Gli abitanti di Copenaghen si riunivano per cenare intorno ai falò accesi nei giardini e andavano a rifornirsi d’acqua ai laghi che costeggiano parte del centro città. I comunisti, prima considerati dei pericolosi sovversivi, furono riabilitati e ribattezzati «radiser», ovvero «ravanelli». In cima erano tutti rossi, non ci pioveva, ma una volta cavati dal suolo danese si rivelavano biancorossi come la bandiera nazionale, vale a dire dei bravi patrioti. Come ho già detto, «radiser» è una delle parole ricamate sulla mia tela danese, così come «clearingmord».
Ricamo dell’occupazione
Più cose imparavo sull’occupazione danese, più chiaro diventava il senso di quel cimelio da mercatino. Dopo qualche ricerca scoprii che lo schema era in vendita già dal 1945, con il nome di «Kapitulationstæppet» («tela della capitolazione») o «Besættelsebroderiet» («ricamo dell’occupazione»). A idearlo era stata l’artista tessile Louise Puck, che a quanto pare aveva perso tre figli attivi nella resistenza, mentre a metterlo in commercio fu la ditta di ricami di Clara Wævers a Copenaghen. Riscosse un successo clamoroso, e continuò a vendere in centinaia di migliaia di esemplari fino alla fine degli anni Settanta. Centinaia di migliaia di donne danesi hanno quindi trascorso mesi e mesi con ago e filo, ricamando con cura ciò che il loro paese aveva attraversato.
Louise Puck aveva tratto ispirazione dai cosiddetti «navneklude», gli «imparaticci» su cui le ragazze si esercitavano ricamando lettere, parole, simboli e cornici decorative, secondo una tradizione risalente al XVIII secolo. La Kapitulationstæppet trae quindi origine dalla storia del ricamo danese, e unisce le ricamatrici di ogni tempo in un’ideale sorellanza creata dal rituale della tradizione.
Ma allo stesso tempo rappresenta una novità assoluta. Louise Puck ha innestato un forte contenuto politico su un’antica forma popolare.
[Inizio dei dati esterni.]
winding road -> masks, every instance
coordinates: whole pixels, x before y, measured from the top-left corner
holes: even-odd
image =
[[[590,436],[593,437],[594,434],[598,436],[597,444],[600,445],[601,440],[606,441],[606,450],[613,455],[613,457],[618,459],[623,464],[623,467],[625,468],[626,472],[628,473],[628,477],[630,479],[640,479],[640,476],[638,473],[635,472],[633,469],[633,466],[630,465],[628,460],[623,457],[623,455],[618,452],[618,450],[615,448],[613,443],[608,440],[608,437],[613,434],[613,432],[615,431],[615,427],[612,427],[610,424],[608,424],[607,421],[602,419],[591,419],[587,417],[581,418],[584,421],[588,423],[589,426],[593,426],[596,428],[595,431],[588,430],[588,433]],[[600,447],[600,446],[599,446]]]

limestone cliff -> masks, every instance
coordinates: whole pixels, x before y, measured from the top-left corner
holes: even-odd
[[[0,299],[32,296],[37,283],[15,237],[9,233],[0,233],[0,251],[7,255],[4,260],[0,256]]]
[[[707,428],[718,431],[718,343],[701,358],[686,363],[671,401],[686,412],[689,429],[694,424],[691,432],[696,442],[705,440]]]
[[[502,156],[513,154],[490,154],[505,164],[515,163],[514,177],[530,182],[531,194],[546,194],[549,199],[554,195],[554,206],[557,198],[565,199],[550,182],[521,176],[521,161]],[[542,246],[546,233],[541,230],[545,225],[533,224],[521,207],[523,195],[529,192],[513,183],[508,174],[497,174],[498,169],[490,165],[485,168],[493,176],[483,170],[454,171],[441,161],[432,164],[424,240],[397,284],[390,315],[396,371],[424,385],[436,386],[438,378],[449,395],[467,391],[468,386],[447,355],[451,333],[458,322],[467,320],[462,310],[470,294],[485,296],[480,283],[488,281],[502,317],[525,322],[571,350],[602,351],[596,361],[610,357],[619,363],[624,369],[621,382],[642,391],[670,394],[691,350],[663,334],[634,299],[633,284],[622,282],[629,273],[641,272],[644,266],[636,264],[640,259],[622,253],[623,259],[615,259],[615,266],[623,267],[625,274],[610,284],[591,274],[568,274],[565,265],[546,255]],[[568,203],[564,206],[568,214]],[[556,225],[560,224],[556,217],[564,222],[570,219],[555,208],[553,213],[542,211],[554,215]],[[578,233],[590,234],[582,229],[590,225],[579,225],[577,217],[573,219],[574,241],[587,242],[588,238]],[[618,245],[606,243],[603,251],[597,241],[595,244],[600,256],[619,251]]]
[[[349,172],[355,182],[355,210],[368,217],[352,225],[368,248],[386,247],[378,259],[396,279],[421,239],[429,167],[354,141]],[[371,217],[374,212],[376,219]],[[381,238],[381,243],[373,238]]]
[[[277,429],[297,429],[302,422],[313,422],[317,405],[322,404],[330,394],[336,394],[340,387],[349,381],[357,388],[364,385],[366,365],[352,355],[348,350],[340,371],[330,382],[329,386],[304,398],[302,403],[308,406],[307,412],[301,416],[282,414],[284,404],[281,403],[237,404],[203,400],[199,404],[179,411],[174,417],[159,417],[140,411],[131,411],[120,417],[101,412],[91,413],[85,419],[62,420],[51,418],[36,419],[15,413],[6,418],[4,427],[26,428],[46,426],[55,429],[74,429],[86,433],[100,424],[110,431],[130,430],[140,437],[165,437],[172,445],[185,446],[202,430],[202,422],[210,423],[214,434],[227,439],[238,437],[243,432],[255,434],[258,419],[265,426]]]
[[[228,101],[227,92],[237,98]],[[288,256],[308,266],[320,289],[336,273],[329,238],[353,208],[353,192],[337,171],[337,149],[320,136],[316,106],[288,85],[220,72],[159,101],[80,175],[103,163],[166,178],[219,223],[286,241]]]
La tela presenta una netta distinzione tra bene e male: il male domina il lato sinistro ed è reso in nero e grigioverde, il colore della decomposizione e delle uniformi della Wehrmacht. Sul lato destro invece viene utilizzata una sfumatura di verde più chiara. Ma nella parte del «bene» a predominare sono soprattutto i colori della bandiera danese, il rosso e il bianco, con qualche tocco di blu – lo stesso del vessillo britannico. Un ricamo a forti tinte nazionaliste, quindi, che esprime il senso di solidarietà che venne a crearsi sotto il giogo della violenza nazista.
L’eccezione danese
Nell’autunno del 1943, quando si venne a sapere che gli ebrei danesi sarebbero stati costretti a indossare la stella di Davide, re Cristiano dichiarò che in quel caso l’avrebbero portata tutti. Anche sotto questo aspetto la Danimarca ha una storia a sé. In Norvegia le autorità catturarono tutti gli ebrei su cui riuscirono a mettere le mani, per poi caricarli su una chiatta con destinazione Auschwitz. Dei 772 deportati ne sopravvissero solo 34. In Danimarca gli ebrei erano parte integrante della comunità nazionale.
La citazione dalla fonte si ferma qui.